# Internet Usage Accounts



## markcoker (Apr 5, 2010)

Internet Usage Accounts, is it possible to setup a system on freebsd where each users get say 5gbs of dl's/up's a month? If so how would i do this?


----------



## markcoker (Apr 5, 2010)

markcoker said:
			
		

> Internet Usage Accounts, is it possible to setup a system on freebsd where each users get say 5gbs of dl's/up's a month? If so how would i do this?

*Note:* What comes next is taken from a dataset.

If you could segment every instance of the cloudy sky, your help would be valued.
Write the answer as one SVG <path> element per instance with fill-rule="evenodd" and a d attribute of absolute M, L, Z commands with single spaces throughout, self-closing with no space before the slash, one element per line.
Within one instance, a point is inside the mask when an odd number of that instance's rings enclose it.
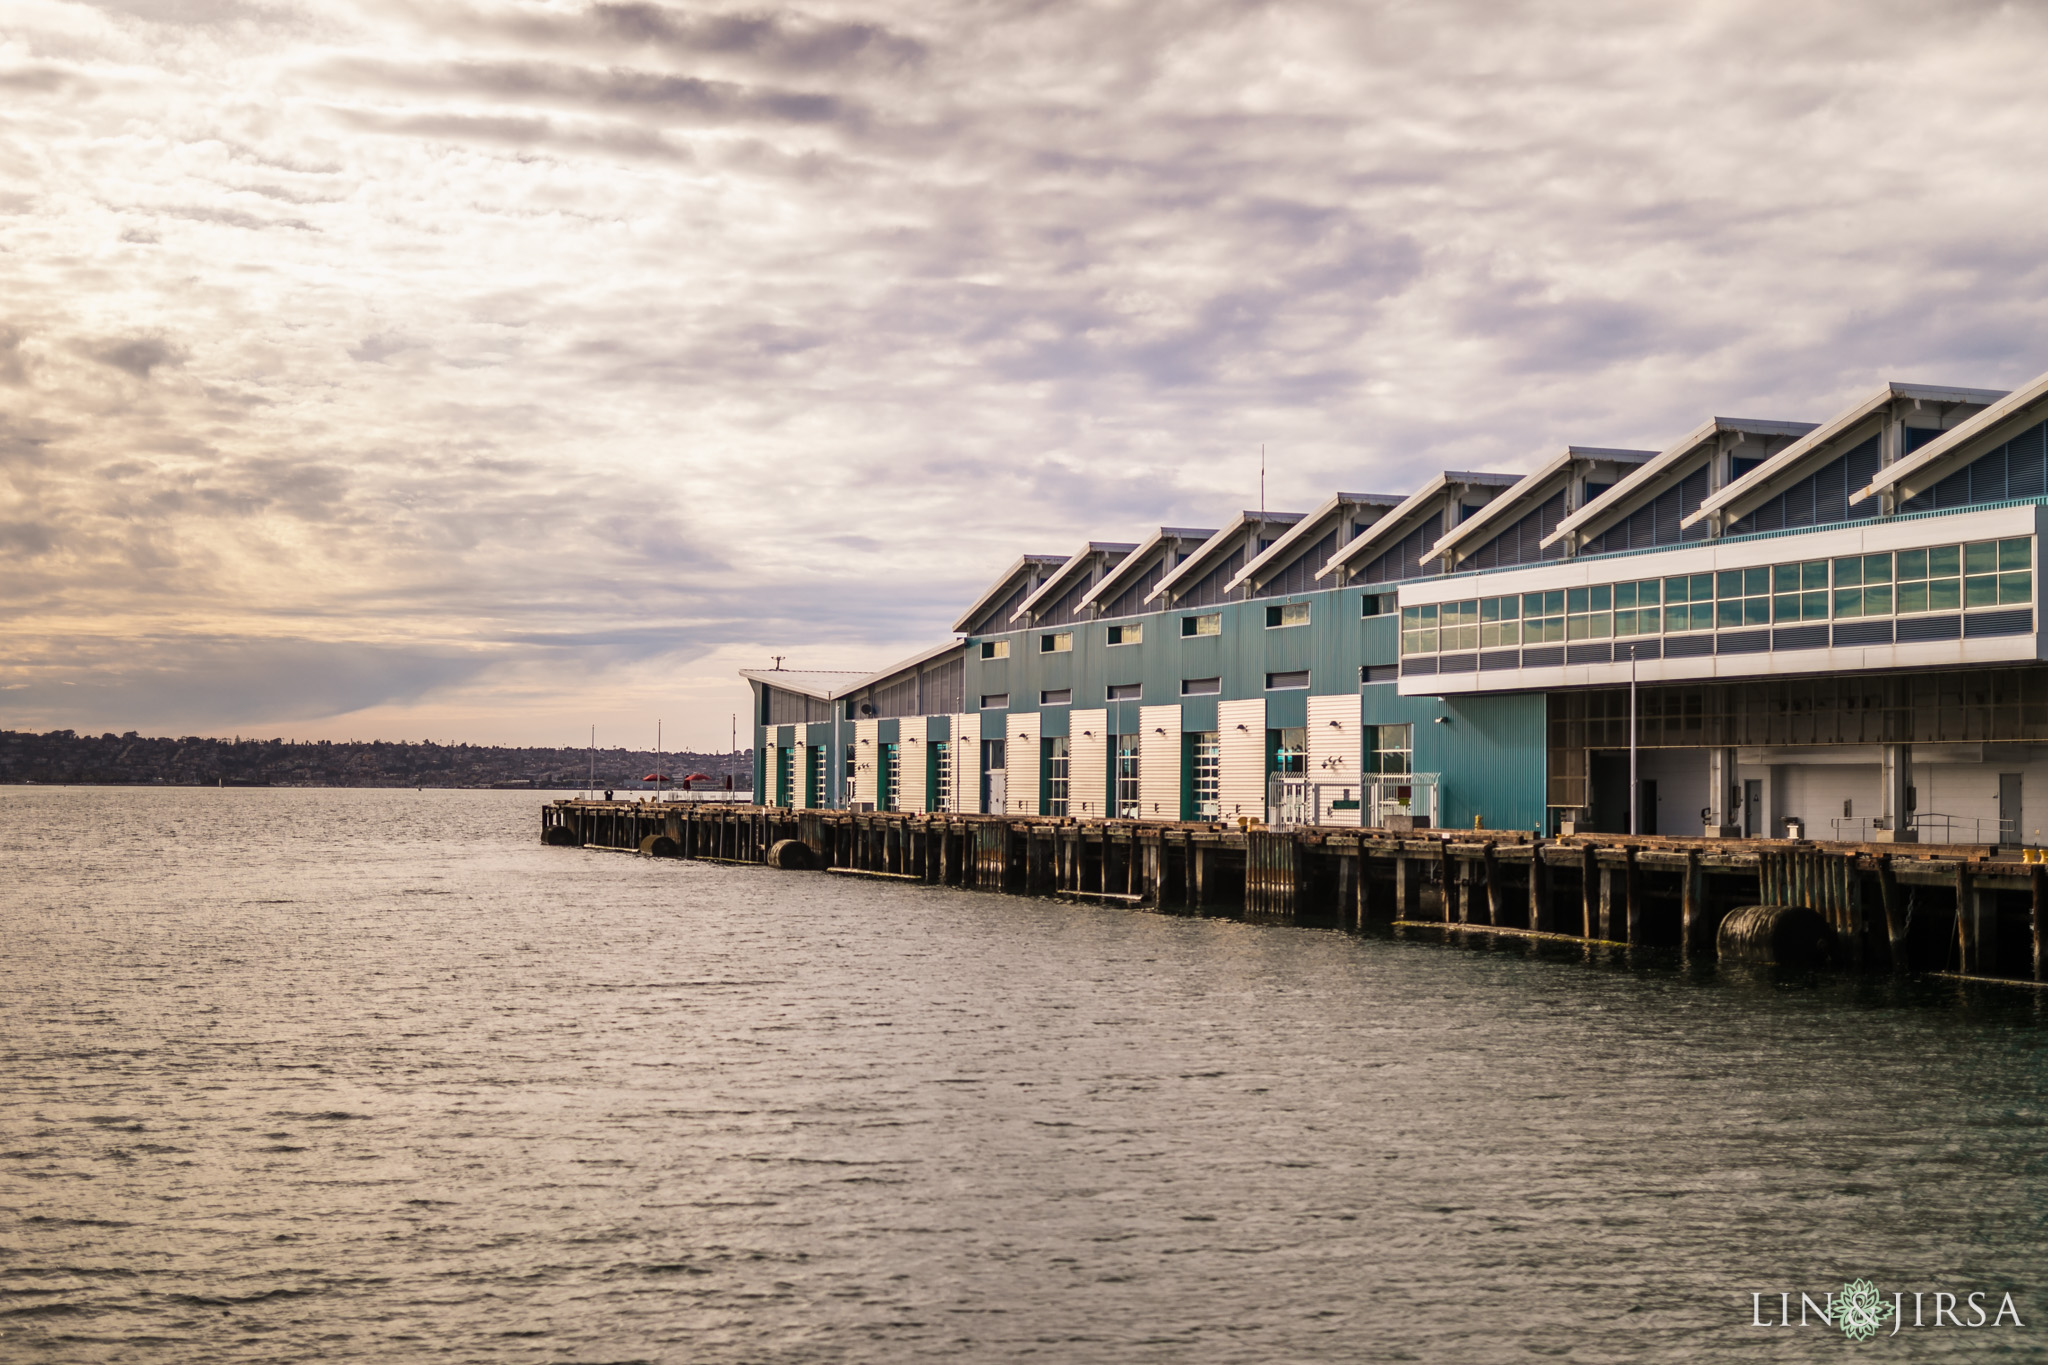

Im running Freebsd 5.4 & PF

p.s. as a side note how do i edit my previous posts?


----------



## DutchDaemon (Apr 5, 2010)

Read your signup email.


----------



## markcoker (Apr 5, 2010)

thanks lol, i must admit i speed read it and missied the most important line "To get this issue out of the way immediately:
Why can't I edit my own posts (yet)?" <- its a link lol.

so is it ok to do double post until i get the ok to edit post if i forget vital information?

Also do you have any ideas for this issue? 
"Internet Usage Accounts, is it possible to setup a system on freebsd where each users get say 5gbs of dl's/up's a month? If so how would i do this?"


----------



## Werner (Apr 13, 2010)

Hi there,

can you tell us more about your intention?
Do you want to setup webspace for customers which have traffic quota of 5GB/month? (something like apache with mod_cband)
Or do you want to setup a VPN for surfing anonymously across the internet? (something like OpenVPN)
Or do you want to setup a public/private FTP where each user can up-/download 5GB/month? (something like glftpd)

Best Regards


----------



## markcoker (Apr 14, 2010)

lol sorry i mean lan access to the internet.


----------



## Werner (Apr 14, 2010)

Hi,

give SQUID with SAMS a try
http://www.freebsdsoftware.org/www/sams.html

Maybe that works for you.

Regards


----------